For the adivasis in the region, the memory of the Kashipur Massacre still burns. December 16 is observed as ‘Shahid Diwas’
In 2007, the Ministry of Mines recommended that Hindalco (then NALCO), be given the Navaratna status, which meant it could invest up to Rs 1,000 crore without government approvals. The ministry said it was “one of the lowest cost producers of alumina and aluminium in the world”, given its “highly efficient” operation, and “sustained quality products”. Exports made up for nearly 40% of its sales turnover. Government support thus helped the company expand its mines further.
As the government promoted UAIL, there was a “blatant violation of the constitutional mandates”. Kashipur comes under regions in the fifth schedule of the Indian Constitution, which prohibits the transfer of tribal lands to non-tribal entities by any means. Yet, the state government granted a mining lease to UAIL, against court rulings that no land in a scheduled area shall be transferred to private miners, and must be under the purview of the State Mineral Development Corporation or a tribal cooperative. State laws such as Orissa Scheduled Areas Transfer of Immovable Property Act, 1956 (which protects tribals’ right to land and other natural resources) were also violated.
Developed countries forbid extraction of alumina because it is extremely polluting. Further, open-cast mining, which piles up toxic soil-damaging solid effluents such as red mud is criticized on environmental grounds. Documentary filmmaker Vinod Raj, in Mahua Memoirs, has documented the piling up of this red mud not only in mines but in areas being tested for mines.
Open mines also cause springs to dry up, besides desertification, landslides, flash floods, and the loss of natural habitat for local fauna, flora and diverse indigenous communities.

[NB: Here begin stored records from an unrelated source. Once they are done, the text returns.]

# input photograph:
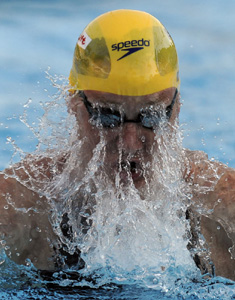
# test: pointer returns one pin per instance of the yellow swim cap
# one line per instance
(125, 52)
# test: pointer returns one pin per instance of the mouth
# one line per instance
(130, 168)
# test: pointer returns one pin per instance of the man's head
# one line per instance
(125, 70)
(125, 52)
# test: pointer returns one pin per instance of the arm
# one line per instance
(213, 190)
(25, 230)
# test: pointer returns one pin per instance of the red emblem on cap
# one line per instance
(82, 39)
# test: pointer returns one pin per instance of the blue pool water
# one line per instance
(35, 35)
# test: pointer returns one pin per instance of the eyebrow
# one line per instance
(102, 109)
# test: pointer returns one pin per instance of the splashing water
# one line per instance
(126, 236)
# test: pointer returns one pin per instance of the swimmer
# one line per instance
(124, 84)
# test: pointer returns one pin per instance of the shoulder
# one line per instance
(203, 171)
(35, 171)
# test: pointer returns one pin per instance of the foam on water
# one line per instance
(126, 236)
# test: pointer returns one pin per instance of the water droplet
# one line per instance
(28, 262)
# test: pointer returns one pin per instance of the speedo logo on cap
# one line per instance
(130, 47)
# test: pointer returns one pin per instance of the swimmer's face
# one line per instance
(129, 126)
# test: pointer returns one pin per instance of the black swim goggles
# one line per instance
(109, 118)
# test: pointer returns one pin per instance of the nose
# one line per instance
(131, 136)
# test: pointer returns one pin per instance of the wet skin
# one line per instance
(130, 146)
(19, 229)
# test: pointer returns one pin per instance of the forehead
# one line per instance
(162, 97)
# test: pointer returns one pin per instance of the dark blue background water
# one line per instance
(37, 34)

Nearly 25 years after the bauxite mine was set up, the damage came full circle to hurt another corporate bigwig. In 2016, Vedanta was denied the opportunity to set up bauxite mines in the district’s Niyamgiri hills because of the ecology made fragile by the damage done by the earlier project (and, of course, because locals opposed).

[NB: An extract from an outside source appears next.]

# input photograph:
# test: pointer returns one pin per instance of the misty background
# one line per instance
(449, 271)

Adivasi translates to ‘original inhabitants’. Ironically, adivasi communities have been pushed out of their homelands by ‘development’, through mines, urbanization, deforestation, and dams. As Adivasi filmmaker Deba Ranjan Sarangi says in an interview, even models of development that claim to offer employment and better livelihoods to local adivasis barely fulfil their promises. They disregard the local community for being too “uneducated” or “illiterate”, thereby alienating them further.
Even as adivasis continue to fight for their rights of Jal, Jangal and Zameen, the Odisha government is again attempting to revive the mines in Niyamgiri.